The TCG Security Password Vault is where ESC stores the individual TPM Key Passwords that it manages for the current user.

The Password Vault is secured by the TPM. Access to the Password Vault is only granted after a valid authentication is performed. Users may authenticate to use the Password Vault with their authentication preferences to Windows Login (whether the Secure Windows Login feature is enabled or not).

The value of ESC's Password Vault becomes apparent once users begin using TPM-based applications regularly. Typically, each application will create at least one TPM Key, often more, and use them to protect various types of data. Each TPM Key requires the creation of another password. One can see where this could quickly become difficult for users to manage.
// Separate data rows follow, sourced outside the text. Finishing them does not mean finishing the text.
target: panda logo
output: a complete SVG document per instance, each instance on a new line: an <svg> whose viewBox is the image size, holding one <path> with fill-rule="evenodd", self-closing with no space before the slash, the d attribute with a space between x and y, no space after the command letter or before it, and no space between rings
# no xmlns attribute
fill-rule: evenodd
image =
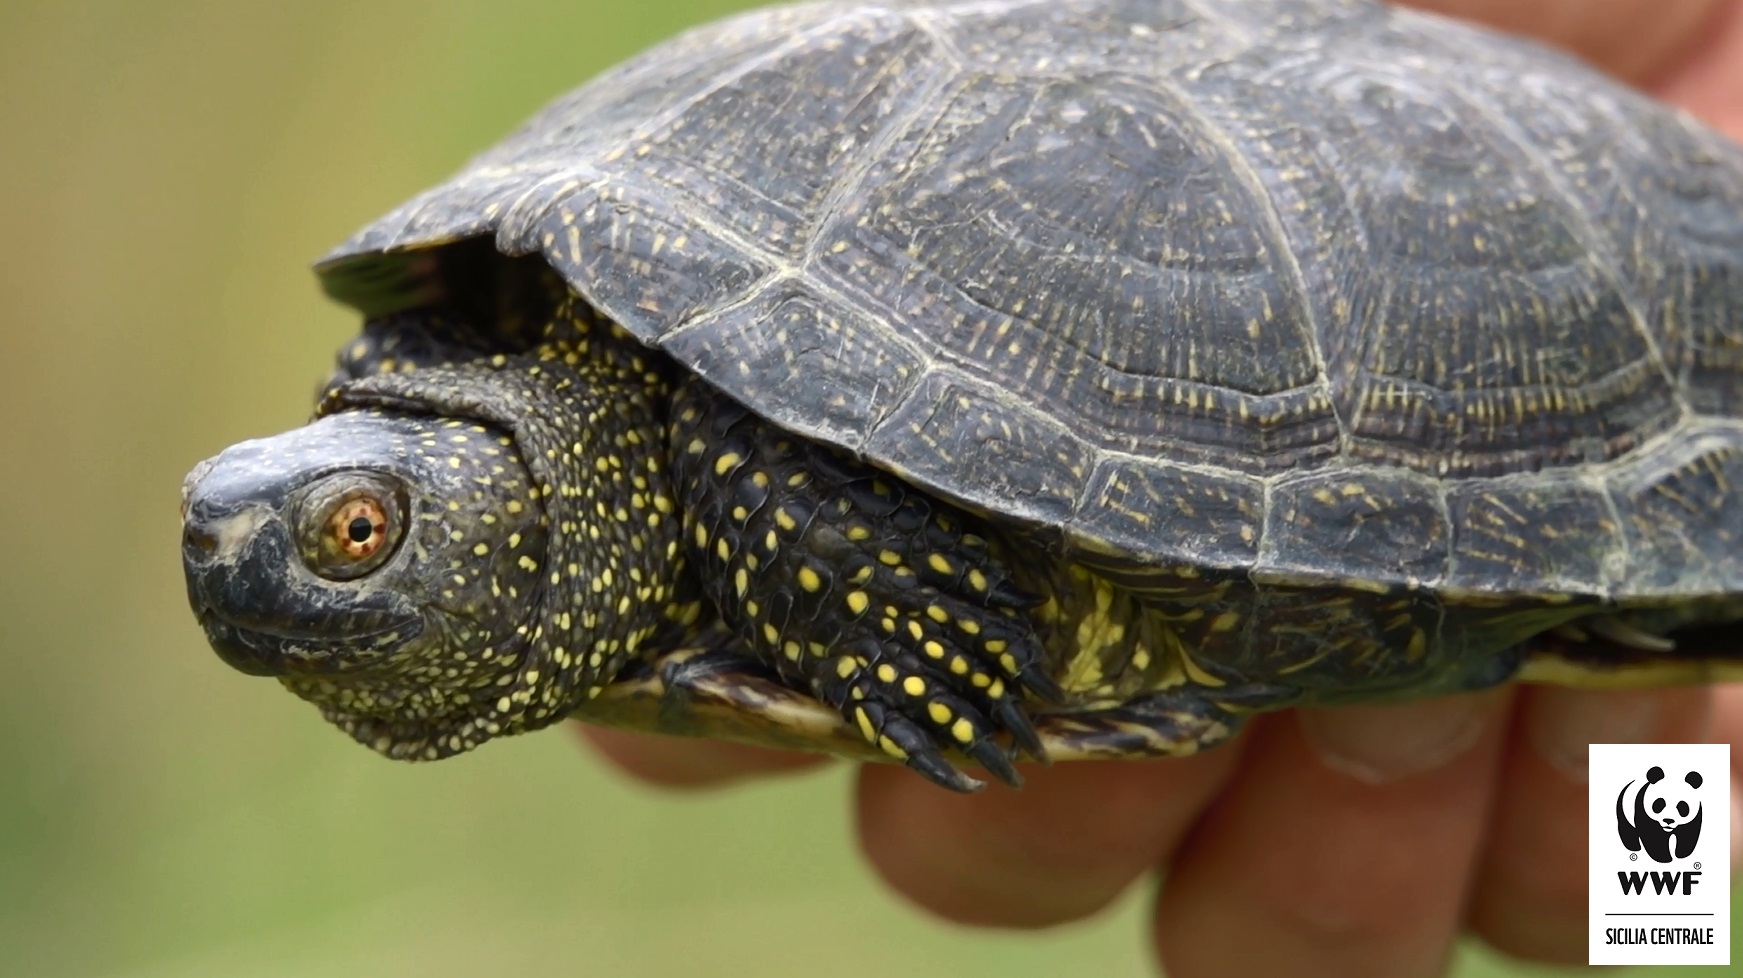
<svg viewBox="0 0 1743 978"><path fill-rule="evenodd" d="M1654 861L1685 859L1701 838L1701 786L1699 772L1690 771L1681 781L1665 778L1664 768L1646 772L1645 781L1630 781L1616 795L1616 832L1630 852L1646 850ZM1632 794L1632 801L1629 800Z"/></svg>

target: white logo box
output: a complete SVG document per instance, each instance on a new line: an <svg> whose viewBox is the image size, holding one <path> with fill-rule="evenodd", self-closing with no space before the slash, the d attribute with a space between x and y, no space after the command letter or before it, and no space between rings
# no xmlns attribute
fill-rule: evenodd
<svg viewBox="0 0 1743 978"><path fill-rule="evenodd" d="M1593 744L1591 964L1731 963L1729 744Z"/></svg>

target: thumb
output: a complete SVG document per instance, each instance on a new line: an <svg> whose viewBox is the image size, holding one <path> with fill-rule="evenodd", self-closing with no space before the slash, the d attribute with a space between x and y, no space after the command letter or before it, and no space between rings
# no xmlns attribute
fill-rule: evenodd
<svg viewBox="0 0 1743 978"><path fill-rule="evenodd" d="M1572 51L1743 141L1743 0L1406 0Z"/></svg>
<svg viewBox="0 0 1743 978"><path fill-rule="evenodd" d="M1409 0L1408 6L1481 21L1566 48L1650 86L1706 36L1732 0Z"/></svg>

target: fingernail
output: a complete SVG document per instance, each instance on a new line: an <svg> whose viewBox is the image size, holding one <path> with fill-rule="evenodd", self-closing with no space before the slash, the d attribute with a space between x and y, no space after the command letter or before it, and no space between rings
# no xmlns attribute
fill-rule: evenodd
<svg viewBox="0 0 1743 978"><path fill-rule="evenodd" d="M1656 690L1543 686L1525 709L1525 737L1551 767L1584 782L1591 745L1649 743L1663 714Z"/></svg>
<svg viewBox="0 0 1743 978"><path fill-rule="evenodd" d="M1433 771L1469 750L1498 702L1490 692L1302 710L1301 726L1327 767L1366 784L1387 784Z"/></svg>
The ESC Password Vault solves this problem for users without undermining security. ESC allows users to save individual TPM Key passwords to the Password Vault. When TPM Keys are needed by an application, ESC retrieves them from the Password Vault. Users gain access to the Password Vault by entering their authentication preference (for example, Windows password, fingerprint, etc.).

Enable the ESC TCG Security Password Vault to simplify the user experience when using a TPM. Adjust the security settings to define how often users must be authenticated when using the TPM (see Figure 3.25).

Starting with Embassy Trust Suite version 5.3, we make configuring your Trusted Platform Module with Embassy Trust Suite easier with the new Embassy Security Setup Wizard, which launches the first time a user logs in after the software has been installed.